Unipotent elements vs. unipotent linear transformations

Question

Let $n\ge 2$ and $A\in GL(n,\mathbb R)$ be a matrix and define a linear transformation on $M(n,\mathbb R)$ as follows:

$$f_A: M(n,\mathbb R) \to M(n,\mathbb R), B \to ABA^{-1}. $$

Suppose $f_A$ is a unipotent linear transformation on $M(n,\mathbb R) \cong \mathbb R^{n^2}$, namely the only eigenvalue of $f_A$ is $1$. Do we necessarily have that the matrix $A$'s eigenvalues are the same? (scalar multiple of a unipotent)

Conversely, if $A$ is a unipotent matrix, do we necessarily have that $f_A$ is a unipotent linear transformation?

Update: Many thanks to the comments below about the issue of unipotency, corrected a little.

Answer 1

I've started to write an answer to this twice now, so I'm going to make sure I finish this time.

The action of $A\in \mathrm{GL}_n(k)$ on $M_n(k)$ is given by a Kronecker product. The precise product is the Kronecker product of $A$ with its dual $A^*$, which can be thought of as $(A^{-1})^t$, where $t$ denotes the transpose. We will see that the precise form of the Kronecker product isn't so important.

The eigenvalues of the Kronecker product are simply all products of the eigenvalues of the matrices. If the eigenvalues of the product are all $1$, then the eigenvalues of each factor are all the same. You see that you don't need to know exactly what the other factor was, just that $A$ was a factor, to determine the one direction of your question.
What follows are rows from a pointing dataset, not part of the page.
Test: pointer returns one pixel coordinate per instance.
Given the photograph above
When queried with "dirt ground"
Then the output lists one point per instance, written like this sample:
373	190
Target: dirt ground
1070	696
Conversely, if $A$ is unipotent, then so is $A^*$, and so their Kronecker product is as well. Notice that even if we replace $A$ by its product with some scalar, the Kronecker product is the same, as it should be.

(There is a more conceptual answer involving Lie theory, but I guess you didn't want that since you didn't couch the question in those terms.)